Ziel unseres Verständnisses von Environmental Justice ist – gerade auf lokaler Ebene – die
• Verhinderung/Reduzierung der Entstehung neuer Umweltbelastungen
• Beseitigung vorhandener Umweltbelastungen nach dem Verursacherprinzip (im Ausnahmefall, falls der Verursacher nicht mehr greifbar ist, nach dem Gemeinlastenprinzip)

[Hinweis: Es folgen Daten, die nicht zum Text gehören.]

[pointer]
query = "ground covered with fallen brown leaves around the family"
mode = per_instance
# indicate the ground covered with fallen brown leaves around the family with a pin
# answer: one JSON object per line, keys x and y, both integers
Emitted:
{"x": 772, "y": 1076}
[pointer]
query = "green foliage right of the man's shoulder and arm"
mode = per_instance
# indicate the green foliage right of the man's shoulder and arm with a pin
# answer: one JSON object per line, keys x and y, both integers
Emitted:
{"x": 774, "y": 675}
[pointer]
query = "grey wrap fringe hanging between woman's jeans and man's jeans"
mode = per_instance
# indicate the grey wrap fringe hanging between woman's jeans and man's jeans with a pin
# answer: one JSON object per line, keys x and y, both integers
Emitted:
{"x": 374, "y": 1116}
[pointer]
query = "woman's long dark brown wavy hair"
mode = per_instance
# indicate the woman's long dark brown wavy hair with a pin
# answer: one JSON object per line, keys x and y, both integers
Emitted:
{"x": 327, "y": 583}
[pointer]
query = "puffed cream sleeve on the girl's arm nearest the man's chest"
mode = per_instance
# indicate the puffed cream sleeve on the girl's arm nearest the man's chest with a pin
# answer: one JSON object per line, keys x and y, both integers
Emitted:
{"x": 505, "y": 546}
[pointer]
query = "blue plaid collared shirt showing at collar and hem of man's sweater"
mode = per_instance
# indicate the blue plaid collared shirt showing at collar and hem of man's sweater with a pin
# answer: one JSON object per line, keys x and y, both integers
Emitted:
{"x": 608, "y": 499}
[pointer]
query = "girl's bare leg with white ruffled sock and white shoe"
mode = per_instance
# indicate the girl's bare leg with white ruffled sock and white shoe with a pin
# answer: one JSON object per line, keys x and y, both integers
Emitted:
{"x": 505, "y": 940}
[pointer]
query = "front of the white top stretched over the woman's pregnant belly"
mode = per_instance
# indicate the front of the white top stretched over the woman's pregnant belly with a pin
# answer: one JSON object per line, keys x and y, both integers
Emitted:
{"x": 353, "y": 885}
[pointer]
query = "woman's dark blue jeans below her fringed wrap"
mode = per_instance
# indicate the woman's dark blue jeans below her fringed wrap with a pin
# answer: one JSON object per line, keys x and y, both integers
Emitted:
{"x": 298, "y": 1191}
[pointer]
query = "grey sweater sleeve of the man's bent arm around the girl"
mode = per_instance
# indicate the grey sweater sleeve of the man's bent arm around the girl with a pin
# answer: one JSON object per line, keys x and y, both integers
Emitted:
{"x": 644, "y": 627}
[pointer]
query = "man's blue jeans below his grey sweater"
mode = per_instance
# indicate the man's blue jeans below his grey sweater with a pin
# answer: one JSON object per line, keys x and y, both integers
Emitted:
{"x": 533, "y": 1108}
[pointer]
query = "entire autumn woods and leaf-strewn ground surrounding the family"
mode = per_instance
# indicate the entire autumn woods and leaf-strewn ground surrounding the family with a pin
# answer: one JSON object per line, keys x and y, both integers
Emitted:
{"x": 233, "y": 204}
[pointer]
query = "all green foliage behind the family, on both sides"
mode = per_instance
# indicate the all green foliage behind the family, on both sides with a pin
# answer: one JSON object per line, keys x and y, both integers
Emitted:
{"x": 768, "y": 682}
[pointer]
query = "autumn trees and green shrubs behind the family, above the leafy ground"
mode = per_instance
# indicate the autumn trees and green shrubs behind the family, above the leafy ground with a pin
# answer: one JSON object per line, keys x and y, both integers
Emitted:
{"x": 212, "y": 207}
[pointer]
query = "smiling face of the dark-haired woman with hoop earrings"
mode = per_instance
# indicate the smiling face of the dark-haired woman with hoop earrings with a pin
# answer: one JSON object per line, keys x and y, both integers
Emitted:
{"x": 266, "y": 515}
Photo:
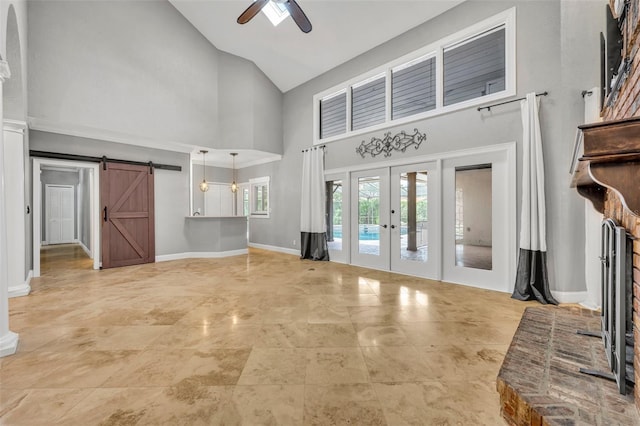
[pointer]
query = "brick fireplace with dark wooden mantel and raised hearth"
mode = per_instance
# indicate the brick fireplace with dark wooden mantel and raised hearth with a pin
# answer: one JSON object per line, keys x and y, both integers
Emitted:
{"x": 540, "y": 385}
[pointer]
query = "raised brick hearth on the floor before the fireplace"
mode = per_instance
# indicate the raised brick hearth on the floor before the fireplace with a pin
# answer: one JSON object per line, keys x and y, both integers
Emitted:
{"x": 540, "y": 383}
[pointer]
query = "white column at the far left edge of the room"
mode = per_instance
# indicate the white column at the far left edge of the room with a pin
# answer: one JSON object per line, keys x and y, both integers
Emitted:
{"x": 8, "y": 339}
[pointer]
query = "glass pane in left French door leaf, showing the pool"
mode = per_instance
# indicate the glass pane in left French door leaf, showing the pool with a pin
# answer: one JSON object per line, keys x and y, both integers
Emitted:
{"x": 369, "y": 215}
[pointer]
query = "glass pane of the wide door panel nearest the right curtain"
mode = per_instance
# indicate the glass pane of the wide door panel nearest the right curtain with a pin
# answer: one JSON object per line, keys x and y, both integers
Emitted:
{"x": 473, "y": 217}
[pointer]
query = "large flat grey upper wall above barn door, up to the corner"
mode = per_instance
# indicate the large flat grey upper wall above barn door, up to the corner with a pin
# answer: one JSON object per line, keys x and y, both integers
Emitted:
{"x": 133, "y": 68}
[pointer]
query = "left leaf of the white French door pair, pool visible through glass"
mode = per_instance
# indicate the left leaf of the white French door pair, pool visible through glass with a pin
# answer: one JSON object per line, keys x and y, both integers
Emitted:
{"x": 370, "y": 217}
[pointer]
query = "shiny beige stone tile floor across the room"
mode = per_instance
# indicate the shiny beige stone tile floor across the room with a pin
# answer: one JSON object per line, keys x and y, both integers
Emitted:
{"x": 258, "y": 339}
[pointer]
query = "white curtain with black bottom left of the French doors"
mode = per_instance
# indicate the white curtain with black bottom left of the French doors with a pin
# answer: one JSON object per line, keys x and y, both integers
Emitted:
{"x": 313, "y": 226}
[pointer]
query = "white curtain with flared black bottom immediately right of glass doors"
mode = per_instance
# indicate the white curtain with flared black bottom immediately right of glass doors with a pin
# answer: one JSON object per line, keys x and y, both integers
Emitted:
{"x": 532, "y": 280}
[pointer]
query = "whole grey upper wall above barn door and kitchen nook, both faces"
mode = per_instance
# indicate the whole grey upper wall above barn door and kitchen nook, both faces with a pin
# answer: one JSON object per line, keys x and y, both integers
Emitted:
{"x": 137, "y": 71}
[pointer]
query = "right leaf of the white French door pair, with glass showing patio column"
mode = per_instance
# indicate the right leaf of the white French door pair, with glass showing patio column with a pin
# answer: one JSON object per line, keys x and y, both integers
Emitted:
{"x": 415, "y": 247}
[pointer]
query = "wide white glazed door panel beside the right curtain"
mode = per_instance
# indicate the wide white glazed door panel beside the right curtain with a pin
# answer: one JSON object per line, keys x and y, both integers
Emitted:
{"x": 476, "y": 230}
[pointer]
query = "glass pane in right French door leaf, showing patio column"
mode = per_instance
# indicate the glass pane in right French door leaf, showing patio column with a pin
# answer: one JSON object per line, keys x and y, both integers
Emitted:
{"x": 413, "y": 233}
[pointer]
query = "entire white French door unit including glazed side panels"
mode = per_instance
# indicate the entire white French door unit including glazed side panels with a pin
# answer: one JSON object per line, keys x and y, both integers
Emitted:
{"x": 449, "y": 218}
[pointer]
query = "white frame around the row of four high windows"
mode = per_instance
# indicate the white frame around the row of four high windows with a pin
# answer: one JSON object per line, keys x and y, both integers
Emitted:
{"x": 506, "y": 18}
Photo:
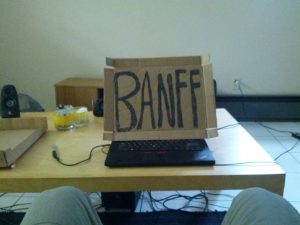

• gerechte Verteilung und Kompensation von nicht vermeid- oder eliminierbaren Umweltbelastungen auf verschiedene soziale Gruppen: vor allem soziale Schichten, ethnische Gruppen und BewohnerInnen verschiedener Regionen
• Gleichbehandlung verschiedener sozialer Gruppen bei Vermeidung, Feststellung, Sanierung und Entschädigung von Umweltbelastungen
Besonders wichtig ist die Beseitigung von vorhandenen Umweltbelastungen und die Verhinderung von neuen. Die Zeit der großen Infrastrukturprojekte und der energieverschwendenden Industrie ist längst vorbei. Die GRÜNE JUGEND HESSEN bekennt sich zu zur radikalem Schutz ihrer Umwelt zum Wohle aller und gerade für die sozialbenachteiligten Gruppierungen in unserer Gesellschaft.
Gerade Landkreise, Städte und Gemeinden stehen durch unsere Forderungen vor großen Herausforderungen. Die soziale Schere wird nicht länger nur zwischen sozialen Faktoren wie ökonomischer Herkunft und Bildungsgrad bemessen, sondern auch nach nicht immer sichtbaren ökologischen Faktoren. Wenn zum Beispiel, wie in Kassel, das Stadtklima durch die Ausweisung und Bebauung eines
neuen Gewerbegebietes (Langes Feld) bedroht ist, darf Politik ökonomischen Interessen der ökologischen Verantwortung gegenüber keinen Vorrang einräumen, sondern muss sich von diesem Großprojekt verabschieden und die Stadträume dezentral und umweltschonend erschließen. Bevor solche Projekte überhaupt diskutiert werden können, muss es in Zukunft genaue Auskünfte über bereits bestehende Umweltbelastungen geben. Die Zusammenlegung der Aufgabenbereiche von Gesundheitspolitik und Umweltpolitik hat in Frankfurt am Main zum Beispiel dazu geführt, dass zumindest durch eine strukturierte Berichterstattung, die bisher unzureichende Datenlage zu sozial ungleich verteilten Umweltbelastungen und Gesundheitsrisiken behoben wird. Diesen Ansatz sollten die hessischen Kreise und Kommunen aufgreifen und weiterentwickeln, um in Zukunft dieser Ungerechtigkeit entgegenzutreten. Die GJH fordert auch die hessischen Grünen und die Landtagsfraktion dazu auf, in Zukunft Umwelt-, Sozial- und Gesundheitspolitik in dieser Dimension nicht länger getrennt voneinander zu denken und zu artikulieren, sondern Konzepte zu entwickeln, die diese Teilbereiche
vereinen. Leider hat die Landtagsfraktion bislang wenig neue Ansätze von zukunftsfähiger Umweltpolitik artikuliert. Für die Grünen ist es zu wenig, sich im Bereich der Umweltpolitik mit
den Themen Energie und Verkehr zu profilieren. Auch die anderen Dimensionen, die wir neben Naturschutz, Tierschutz, nachhaltiger Landwirtschaft u.a. um die Dimension der umweltbezogenen Gerechtigkeit ergänzen, müssen weiterhin starke Berücksichtigung finden. Die GJH fordert die hessischen GRÜNEN auf, diese Themen wieder mehr in den Vordergrund zu stellen.